The most common compensation structure for poker dealers is the reduced hourly rate and tip pooling among the dealers of the same game. It means that the tips that every poker dealer receives are only for themselves. They make less per hour, but make a lot more in tips because they don’t have to share it with other low-tipped games.

It doesn’t only create positivity in every table but also keeps every dealer well-compensated. Often, this structure is where poker dealers make the most money. However, since they split the tips that they receive with other dealers, it could, sometimes, create a conflict between employees or, in other cases, a conflict between the employees and the casino itself.

With proper execution and implementation, this structure can promote teamwork between employees, and provide a player with a positive experience regardless of the table he’s playing. It’s because the income that everyone makes will depend on how well they’re working as a dealer.

Reduced Hourly Rate With Keep Your Own Tips Policy

Inexperienced dealers will get paid less with KYO tips policy, on the other hand, experienced and best looking dealers will earn more.

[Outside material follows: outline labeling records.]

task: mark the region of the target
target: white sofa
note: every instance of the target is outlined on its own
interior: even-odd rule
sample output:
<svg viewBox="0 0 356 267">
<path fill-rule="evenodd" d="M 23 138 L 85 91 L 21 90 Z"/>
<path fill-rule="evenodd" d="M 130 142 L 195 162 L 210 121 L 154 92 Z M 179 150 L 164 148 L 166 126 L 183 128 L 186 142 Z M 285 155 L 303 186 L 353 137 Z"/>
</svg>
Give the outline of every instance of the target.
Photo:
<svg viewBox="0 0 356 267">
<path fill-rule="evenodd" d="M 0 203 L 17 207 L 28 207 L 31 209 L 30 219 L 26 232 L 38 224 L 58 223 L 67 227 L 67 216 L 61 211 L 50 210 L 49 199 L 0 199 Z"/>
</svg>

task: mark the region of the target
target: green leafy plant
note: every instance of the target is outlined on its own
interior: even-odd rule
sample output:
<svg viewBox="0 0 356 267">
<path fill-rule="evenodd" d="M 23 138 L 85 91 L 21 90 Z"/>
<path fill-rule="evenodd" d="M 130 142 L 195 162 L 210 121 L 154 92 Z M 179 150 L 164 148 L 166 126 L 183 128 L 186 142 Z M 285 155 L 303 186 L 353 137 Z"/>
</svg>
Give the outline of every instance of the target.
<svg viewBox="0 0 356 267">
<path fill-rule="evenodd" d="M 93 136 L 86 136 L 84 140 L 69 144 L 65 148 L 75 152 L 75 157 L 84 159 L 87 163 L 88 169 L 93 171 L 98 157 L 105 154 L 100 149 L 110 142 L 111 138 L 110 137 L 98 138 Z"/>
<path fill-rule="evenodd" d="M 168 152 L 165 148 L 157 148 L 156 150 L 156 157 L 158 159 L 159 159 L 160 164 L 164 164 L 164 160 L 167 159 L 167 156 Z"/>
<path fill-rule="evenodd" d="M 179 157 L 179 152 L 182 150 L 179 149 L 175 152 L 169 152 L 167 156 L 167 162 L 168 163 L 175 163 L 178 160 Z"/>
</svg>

This compensation structure is the one that creates the most significant gap in the amount that poker dealers make. With this, a reduced hourly rate only serves as an allowance for the dealer. A professional who knows what he should be doing at the felt to keep the players entertained will make significantly more than newer dealers.

KYO or Keep Your Own tips policy favors a more experienced poker dealer. It’s normal for a casino that uses this structure to have a dealer that makes $100,000 per year and another who only makes $46,000 per year. This huge gap is because of the tips that they are receiving from their players and the table where they were assigned.

You can think of this structure as performance-based, but there’s also one disadvantage: almost every dealer will prefer to be at the mid-stakes tables. Since they only get reduced hourly rates, dealers would have to rely on the tips they receive, and most of it will come from the mid-stakes—high-stakes have very few players, and low-stakes have small tips.

Tipping Isn’t Mandatory But Expected

Now that you know how much poker dealers make and how they make it, let’s talk about the only factor that affects it—your tips. When a casino allows its dealers to accept tips from players, it’s safe to assume that they’re income is just a smidge above the poverty line. So, if you’re getting great service and treatment from them, it’s a sign of courtesy to tip your dealer.

Sure, tipping isn’t mandatory but is encouraged, especially if you’re on a roll. You don’t have to tip the dealer for every pot that you win—that’d be outrageous. Instead, whenever you hit the felt, be prepared to hand over at least 10-20% of the buy-in amount. After all, if you’ve reached a certain point where you feel like giving a tip, it’s most likely that 20% of the buy-in amount is already peanuts compared to what you’ve earned.


Being a poker dealer is a rewarding career, but if the casino allows a poker dealer to accept tips, they’re income also depends on luck. They don’t make a lot of money from their salary, and sometimes, it’s just a few hundred dollars above the poverty line. The majority of what they make comes from the tips that they get from their players.

If you’re playing poker, and your dealer gives you a positive vibe, tip him. It’s not required, but they’re expecting it from you. After all, he may be one of the reasons you’re on a roll—dealers bring a lot of luck on the table too!